Viele von uns sind bereit, sowohl die eigenen Rollen als auch die Rolle unserer Parteien in der Aufbauphase dieses
Landes nach 1989 kritisch zu hinterfragen. Als Politiker dieses Landes müssen wir uns auch fragen, wo die im Jahr 1990 noch vorhandene Begeisterung für die Demokratie geblieben ist. Nahmen bei der ersten Volkskammerwahl noch 93 % der Bürgerinnen und Bürger ihr Wahlrecht wahr, pendelt bei Europa- und Landratswahlen die Wahlbeteiligung mancherorts deutlich unter der 20%-Marke.

Studien bescheinigen unseren Schülerinnen und Schülern gravierende Wissensdefizite über die DDR und die deutsche Teilung. Dabei geht es uns nicht um Faktenwissen, um Kenntnisse der Amtszeiten von Wilhelm Pieck oder Walter Ulbricht, sondern um den emotionalen Zugang zum Wissen um das Leben in einer Diktatur, um das Empfinden dafür, wie es ist, wenn die Entscheidungsmöglichkeiten im öffentlichen Leben drastisch reduziert sind, wenn der gesamte Staatsapparat - einschließlich der Schulen - ein System der Kontrolle und Gegenkontrolle perfektioniert, wenn jeder 80. Mitbürger bei der Staatssicherheit engagiert ist, um ein Gefühl, wie es sich in einer Diktatur lebt, einen Eindruck davon zu haben, wie Angst systemstabilisierend wirken kann, und warum es sich lohnt, die Demokratie zu leben und demokratische Grundrechte zu verteidigen.

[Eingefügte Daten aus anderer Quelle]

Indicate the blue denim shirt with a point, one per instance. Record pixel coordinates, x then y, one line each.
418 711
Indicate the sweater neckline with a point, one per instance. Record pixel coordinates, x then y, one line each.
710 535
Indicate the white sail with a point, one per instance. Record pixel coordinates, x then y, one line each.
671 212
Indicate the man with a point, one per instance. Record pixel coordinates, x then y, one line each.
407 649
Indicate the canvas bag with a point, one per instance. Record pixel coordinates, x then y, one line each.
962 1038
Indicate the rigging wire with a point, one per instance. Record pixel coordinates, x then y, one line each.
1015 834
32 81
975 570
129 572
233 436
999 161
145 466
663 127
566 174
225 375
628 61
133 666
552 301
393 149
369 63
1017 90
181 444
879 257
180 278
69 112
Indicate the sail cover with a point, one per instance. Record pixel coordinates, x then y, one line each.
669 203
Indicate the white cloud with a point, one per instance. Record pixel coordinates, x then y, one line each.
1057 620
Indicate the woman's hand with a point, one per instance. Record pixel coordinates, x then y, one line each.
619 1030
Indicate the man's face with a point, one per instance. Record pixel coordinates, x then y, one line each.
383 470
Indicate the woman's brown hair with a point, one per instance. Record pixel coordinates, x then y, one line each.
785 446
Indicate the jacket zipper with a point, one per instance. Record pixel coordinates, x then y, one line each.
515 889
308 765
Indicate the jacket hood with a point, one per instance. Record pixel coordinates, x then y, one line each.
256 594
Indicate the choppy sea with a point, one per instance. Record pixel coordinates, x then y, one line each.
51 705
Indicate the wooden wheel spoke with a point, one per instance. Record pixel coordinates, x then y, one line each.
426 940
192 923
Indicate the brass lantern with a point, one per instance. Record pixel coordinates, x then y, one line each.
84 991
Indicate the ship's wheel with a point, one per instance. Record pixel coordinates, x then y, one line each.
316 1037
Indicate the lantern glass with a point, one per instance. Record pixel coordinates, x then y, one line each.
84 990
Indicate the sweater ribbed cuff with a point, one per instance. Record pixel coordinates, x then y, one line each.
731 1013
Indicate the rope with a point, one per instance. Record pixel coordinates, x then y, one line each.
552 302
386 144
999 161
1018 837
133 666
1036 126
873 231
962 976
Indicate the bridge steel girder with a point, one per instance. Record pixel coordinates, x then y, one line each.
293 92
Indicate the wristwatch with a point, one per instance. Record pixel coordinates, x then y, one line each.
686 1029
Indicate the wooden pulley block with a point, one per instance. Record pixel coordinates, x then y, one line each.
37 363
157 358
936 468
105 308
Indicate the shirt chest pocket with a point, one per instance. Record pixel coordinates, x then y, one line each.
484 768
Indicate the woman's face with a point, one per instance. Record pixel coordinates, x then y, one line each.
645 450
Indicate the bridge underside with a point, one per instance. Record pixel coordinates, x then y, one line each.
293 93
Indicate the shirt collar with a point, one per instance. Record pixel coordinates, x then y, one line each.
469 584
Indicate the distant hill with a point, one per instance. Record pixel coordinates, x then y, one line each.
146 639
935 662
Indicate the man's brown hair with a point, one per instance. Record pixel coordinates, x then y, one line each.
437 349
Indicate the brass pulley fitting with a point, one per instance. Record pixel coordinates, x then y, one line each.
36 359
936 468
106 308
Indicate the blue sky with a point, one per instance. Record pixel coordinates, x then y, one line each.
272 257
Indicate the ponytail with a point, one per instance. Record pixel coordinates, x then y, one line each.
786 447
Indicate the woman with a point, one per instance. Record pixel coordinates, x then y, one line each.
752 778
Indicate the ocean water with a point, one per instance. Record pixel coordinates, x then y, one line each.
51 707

Das muss Lernziel sein.

In einer Rundfunksendung hörte ich letzte Woche: „Demokratie ist die einzige Herrschaftsform, die man erlernen muss. In einer Diktatur bekommt man seinen Platz zugewiesen. Da ist nicht viel zu lernen.“ - Ich möchte hinzufügen: Man muss einen emotionalen Zugang zu Demokratie erlernen. Dafür braucht es Vorbilder, und zwar am besten in der Familie, in der Schule und im Berufsleben. Aber was ist zu tun, wenn zu wenige Vorbilder vorhanden sind, wenn in der Familie DDR-Geschichte eher verklärt als erklärt wird?

(Zuruf von der SPD)

Die Erfahrung, die an den Küchentischen weitergegeben wird - so wusste schon Freud -, ist nachhaltiger als spätere Belehrung. Lehrerinnen und Lehrer, die sich nicht offen und selbstkritisch mit ihrer eigenen Vergangenheit auseinandersetzen, werden in ihren Klassen keinen Erkenntnisschub bewirken.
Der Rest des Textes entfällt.